4. Hank Williams: Luke The Drifter

Für viele Künstler dienten diese Tarnnamen als Spielfeld für besonders eigenwillige und vielleicht befremdliche Aktionen. Der legendäre Countrymusiker Hank Williams allerdings kreierte sein moralisierendes Alter Ego Luke The Drifter, um gute Taten zu vollbringen und weise Ratschläge zu erteilen. Seit seinem Aufstieg erwartete das Publikum, dass alle seine Platten einen typischen, einheitlichen “Hank Williams Sound” aufwiesen. Deshalb rief Williams Luke The Drifter ins Leben, der über ernstere Themen wie gesellschaftliche Probleme singen konnte, ohne Konsequenzen zu fürchten. Viele dieser “Talking Blues”-Songs enthielten nachdenkliche Geschichten und Erzählungen. Von Hank Williams’ insgesamt 150 Songs erschienen nur 14 unter dem Pseudonym Luke The Drifter und keiner davon schaffte es zu seinen Lebzeiten in die Charts.

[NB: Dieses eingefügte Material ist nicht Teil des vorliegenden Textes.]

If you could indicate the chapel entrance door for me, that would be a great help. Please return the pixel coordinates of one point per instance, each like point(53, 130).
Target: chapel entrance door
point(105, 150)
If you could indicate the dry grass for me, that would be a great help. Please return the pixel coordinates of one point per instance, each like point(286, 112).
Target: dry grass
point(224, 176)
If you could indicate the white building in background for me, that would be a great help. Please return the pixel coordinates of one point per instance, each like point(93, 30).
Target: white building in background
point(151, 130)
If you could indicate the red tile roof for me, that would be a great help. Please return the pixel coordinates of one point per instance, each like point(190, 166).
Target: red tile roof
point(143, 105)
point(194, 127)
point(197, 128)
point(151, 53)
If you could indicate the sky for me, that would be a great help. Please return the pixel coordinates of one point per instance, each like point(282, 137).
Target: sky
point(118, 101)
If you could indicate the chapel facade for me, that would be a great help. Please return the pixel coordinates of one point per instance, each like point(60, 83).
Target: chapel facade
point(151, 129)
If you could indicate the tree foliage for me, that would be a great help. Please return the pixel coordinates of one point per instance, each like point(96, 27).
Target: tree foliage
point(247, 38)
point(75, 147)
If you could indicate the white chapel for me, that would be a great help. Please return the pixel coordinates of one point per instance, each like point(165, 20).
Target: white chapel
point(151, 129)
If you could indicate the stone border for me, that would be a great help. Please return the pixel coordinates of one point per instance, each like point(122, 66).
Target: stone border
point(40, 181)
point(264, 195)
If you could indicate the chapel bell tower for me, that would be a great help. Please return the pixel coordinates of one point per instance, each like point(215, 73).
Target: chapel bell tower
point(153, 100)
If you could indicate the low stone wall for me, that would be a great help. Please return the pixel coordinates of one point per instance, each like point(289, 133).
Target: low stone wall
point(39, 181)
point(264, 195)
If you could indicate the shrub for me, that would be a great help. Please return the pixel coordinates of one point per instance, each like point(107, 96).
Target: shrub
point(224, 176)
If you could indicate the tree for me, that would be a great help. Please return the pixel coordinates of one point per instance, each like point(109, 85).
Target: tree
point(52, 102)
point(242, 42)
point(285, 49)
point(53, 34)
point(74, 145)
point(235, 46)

5. David Johansen: Buster Poindexter

Es erinnerte beinahe an eine Rückbildung, als der Mann, der teilweise für den Heavy Metal-Look und Punkrock-Sound verantwortlich ist, den Schritt vom Frontmann in Frauenkleidern bei den New York Dolls zu einem modernen Catskills Loungesänger machte. Nach dem Ende der Dolls, trennte sich David Johansen auch von seinen Netzstrumpfhosen und Makeup, legte stattdessen einen Smoking an, föhnte sich die Haare und wurde zu einem leicht affektierten Loungesänger namens Buster Poindexter. Diese Neuerfindung war erstaunlich erfolgreich, was zum Teil sicherlich an seinem Cover von Hot Hot Hot lag; und an den vier nachfolgenden Platten. Nach einer Weile hatte Johansen aber genug von Buster und begann 2004 wieder Musik unter seinem eigenen Namen und mit den wieder vereinten New York Dolls zu machen.


6. Julian “Cannonball” Adderley: Buckshot La Funke

Lange bevor Prince wegen eines Disputs mit Warner Bros seinen Namen in ein unaussprechliches Symbol änderte, gingen bereits viele Jazzkünstler unter Pseudonymen ins Studio, um vertragliche Verpflichtungen zu umgehen. Viele Musiker legten sich einen Decknamen zu, um mit anderen Künstlern zusammen arbeiten zu können. Aber anders als in anderen Fällen änderten sie nicht ihren Sound. Der Altsaxophonist Julian “Cannonball” Adderley war bei Mercury Records unter Vertrag, als er unter dem Pseudonym Buckshot La Funke für ein Blue Note Projekt ins Studio ging (ein Name, der wiederum als Inspiration für ein weiteres Alter Ego-Projekt diente: Branford Marsalis Hip-Hop Jazz Gruppe Buckshot LeFonque). Und Adderley war kein Einzelfall. So trat Charlie Parker z. B. als Charlie Chan auf, der Trompeter Fats Navarro als Slim Romero, Eric Dolphy als George Lane, Antonio Carlos Jobim als Tony Brzail, usw.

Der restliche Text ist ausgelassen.